Mas tem que proteger a indústria boa, não a ineficiente que fica tirando vantagem do protecionismo…
Tem que proteger a indústria nacional. Não existe indústria ruim. Indústria boa gera emprego e gera bons salários. Evidente que o seguinte, as empresas têm que ter capacidade tecnológica, têm que ter capacidade, têm que ter produtividade, tudo isso, têm que ter. E uma das questões da produtividade passa pela remuneração. O trabalhador mal remunerado vai ficar infeliz. Infelicidade gera depressão, gera acidente, gera um monte de coisa. O empresariado tem que se tocar disso. Não tem só a lógica de que, porque destruíram os direitos trabalhistas, agora eu posso pagar salário de miséria. E o povo também tem que olhar isso porque ele é o soberano do processo eleitoral. Ele tem que filtrar o Congresso que ele quer.
Qual é a estratégia para melhorar o salário do trabalhador?
Negociação, fortalecimento dos sindicatos. Portanto, o povo tem responsabilidade. Ao eleger um Congresso refratário que quer destruir os sindicatos, vai piorar o salário. Você não tem quem o defenda. O empresariado, por si, não vai dar bons salários, se não for resultado de luta, de negociação e de convenção coletiva.

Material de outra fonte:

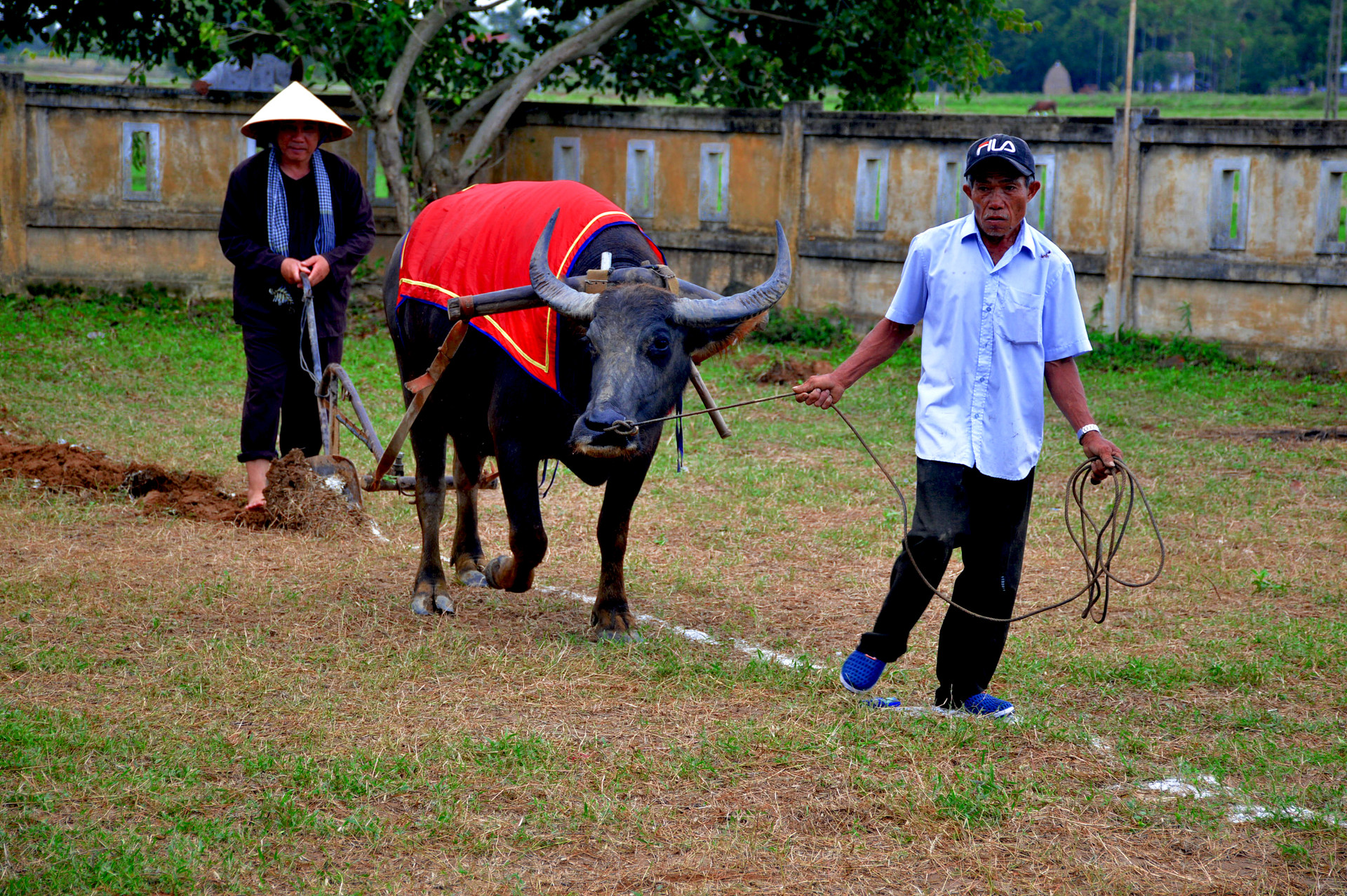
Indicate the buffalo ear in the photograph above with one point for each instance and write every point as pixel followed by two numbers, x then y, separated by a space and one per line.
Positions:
pixel 720 338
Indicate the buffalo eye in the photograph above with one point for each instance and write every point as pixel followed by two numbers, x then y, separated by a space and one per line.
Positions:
pixel 659 347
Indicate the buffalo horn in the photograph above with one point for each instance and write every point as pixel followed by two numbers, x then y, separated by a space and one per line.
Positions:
pixel 740 306
pixel 551 288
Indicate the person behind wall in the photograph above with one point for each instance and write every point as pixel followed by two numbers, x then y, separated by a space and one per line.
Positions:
pixel 291 210
pixel 262 74
pixel 1000 316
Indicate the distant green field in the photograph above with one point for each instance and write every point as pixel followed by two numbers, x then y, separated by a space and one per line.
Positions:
pixel 1172 105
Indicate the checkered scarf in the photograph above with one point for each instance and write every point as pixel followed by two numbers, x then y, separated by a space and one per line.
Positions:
pixel 278 215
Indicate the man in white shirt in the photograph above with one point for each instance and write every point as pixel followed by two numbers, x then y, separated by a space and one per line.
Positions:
pixel 1000 316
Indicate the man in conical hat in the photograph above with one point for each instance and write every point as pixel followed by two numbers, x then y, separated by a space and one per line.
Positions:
pixel 291 210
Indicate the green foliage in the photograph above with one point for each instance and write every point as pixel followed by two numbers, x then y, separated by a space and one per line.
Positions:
pixel 875 54
pixel 977 798
pixel 792 326
pixel 146 33
pixel 1129 349
pixel 1238 45
pixel 1263 582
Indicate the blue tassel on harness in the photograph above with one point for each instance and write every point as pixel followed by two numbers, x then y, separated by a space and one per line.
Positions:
pixel 678 433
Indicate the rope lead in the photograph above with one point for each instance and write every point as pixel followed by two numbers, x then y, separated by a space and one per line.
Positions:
pixel 1095 541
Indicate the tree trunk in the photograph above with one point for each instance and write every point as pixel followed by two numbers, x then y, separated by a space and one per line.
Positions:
pixel 582 44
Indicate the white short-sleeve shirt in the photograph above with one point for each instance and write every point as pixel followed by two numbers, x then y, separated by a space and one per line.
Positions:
pixel 986 332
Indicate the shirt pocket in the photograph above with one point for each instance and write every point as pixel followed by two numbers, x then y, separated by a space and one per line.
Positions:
pixel 1020 317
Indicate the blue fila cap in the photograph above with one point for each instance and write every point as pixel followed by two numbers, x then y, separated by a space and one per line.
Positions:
pixel 1001 146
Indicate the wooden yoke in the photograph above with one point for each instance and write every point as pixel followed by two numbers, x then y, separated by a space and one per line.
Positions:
pixel 421 387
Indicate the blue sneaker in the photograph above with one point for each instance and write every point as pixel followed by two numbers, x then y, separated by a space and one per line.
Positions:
pixel 859 673
pixel 984 705
pixel 883 702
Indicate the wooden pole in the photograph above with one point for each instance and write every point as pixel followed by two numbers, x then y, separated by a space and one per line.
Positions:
pixel 1124 294
pixel 1334 60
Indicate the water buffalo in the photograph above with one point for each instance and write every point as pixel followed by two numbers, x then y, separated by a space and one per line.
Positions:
pixel 623 356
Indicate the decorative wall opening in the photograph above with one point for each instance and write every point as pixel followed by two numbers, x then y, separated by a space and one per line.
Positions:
pixel 872 190
pixel 1229 203
pixel 640 178
pixel 566 159
pixel 376 182
pixel 140 173
pixel 1331 236
pixel 950 201
pixel 713 199
pixel 1040 209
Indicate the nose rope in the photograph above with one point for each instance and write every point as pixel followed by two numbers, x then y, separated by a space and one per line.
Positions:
pixel 1097 541
pixel 624 427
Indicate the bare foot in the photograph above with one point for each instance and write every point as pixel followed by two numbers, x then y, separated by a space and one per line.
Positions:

Seria uma soma, então, dessa reforma do Imposto de Renda mais um fortalecimento dos sindicatos?
Claro. O compromisso do presidente Lula foi retomar a política de valorização do salário mínimo e estamos vendo o resultado. E tem a isenção do Imposto de Renda. Até dois salários mínimos, hoje, não tem dedução na folha. Isso elevou os salários e está provocando geração de emprego. Se, até o fim de 2026, conseguirmos elevar essa isenção para até R$ 5 mil, na verdade, será uma distribuição de renda para cima. Todo mundo ganha, mas, especialmente, os de baixo. Isso gera mais consumo e gera mais emprego. Do outro lado, você tem que controlar a inflação, claro. Agora, o controle da inflação que o Banco Central tem feito é pelo lado errado, pela restrição ao crédito, com aumento de juros. Isso é incompatível com a ideia de gerar empregos e investimentos. É isso que está sangrando.
O desemprego está em 7,1%. Isso tem a ver apenas com essa questão do reajuste do salário mínimo ou tem alguma outra explicação também?

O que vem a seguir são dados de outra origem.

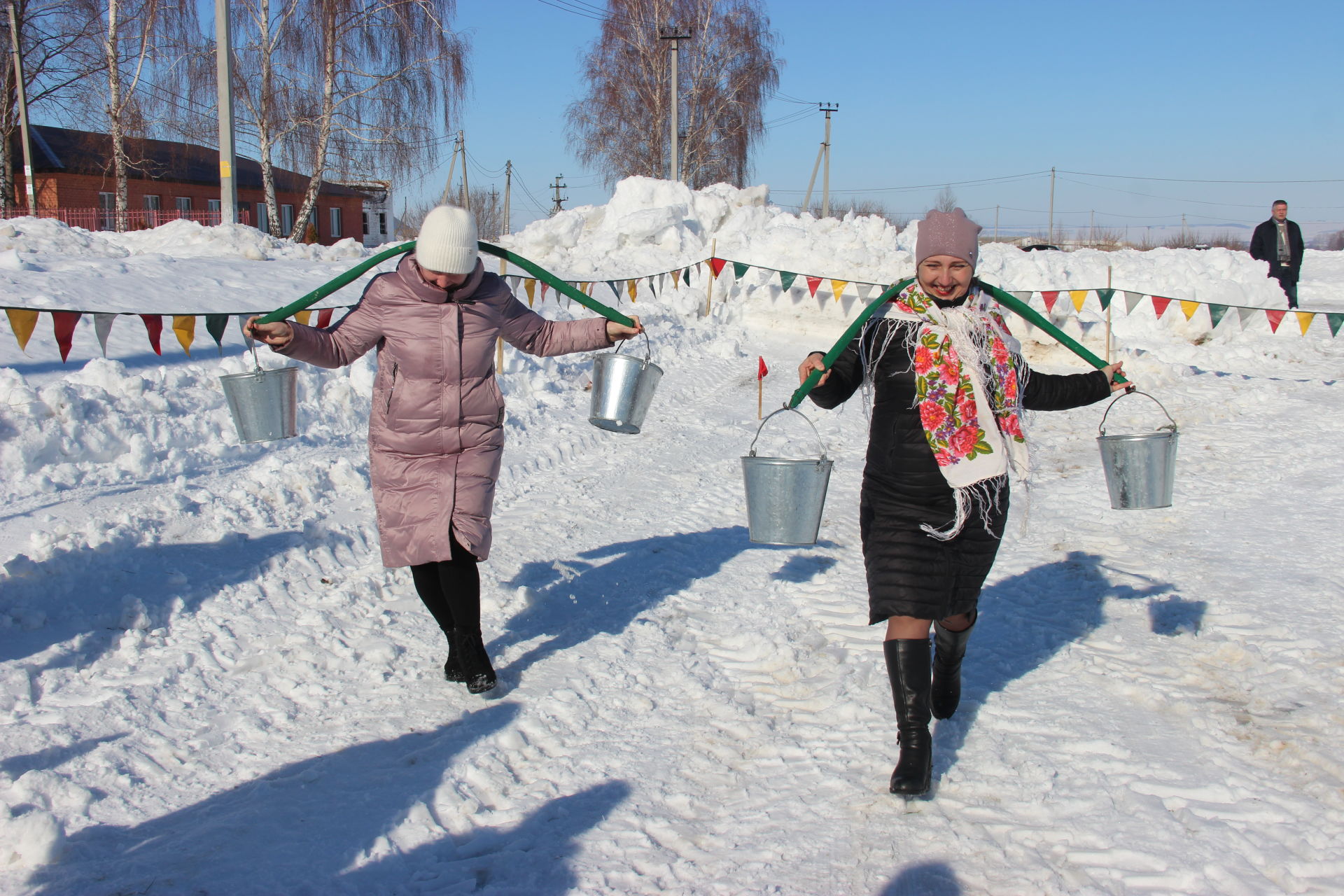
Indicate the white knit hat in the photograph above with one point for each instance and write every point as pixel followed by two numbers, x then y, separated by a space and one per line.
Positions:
pixel 447 242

Acho que é um conjunto de questões. Tem as ações feitas, comandadas pelo nosso vice-presidente Geraldo Alckmin sob a liderança do Lula, de rever tarifas de importação de pneu, de carro, tudo isso aqui gera oportunidade. Foi feito o maior anúncio de investimento concentrado em um período curto da indústria automobilística, acho que na história, de R$ 130 bilhões. É isso aqui que está movimentando a economia: a política do salário mínimo. O que eu fico abismado é de alguém achar que nós vamos ser irresponsáveis fiscalmente. O compromisso fiscal está colocado. Mas querem desvincular o salário mínimo do não sei o quê. Isso não está colocado. Faz parte do bojo da proteção social para o povo ter renda e poder consumir.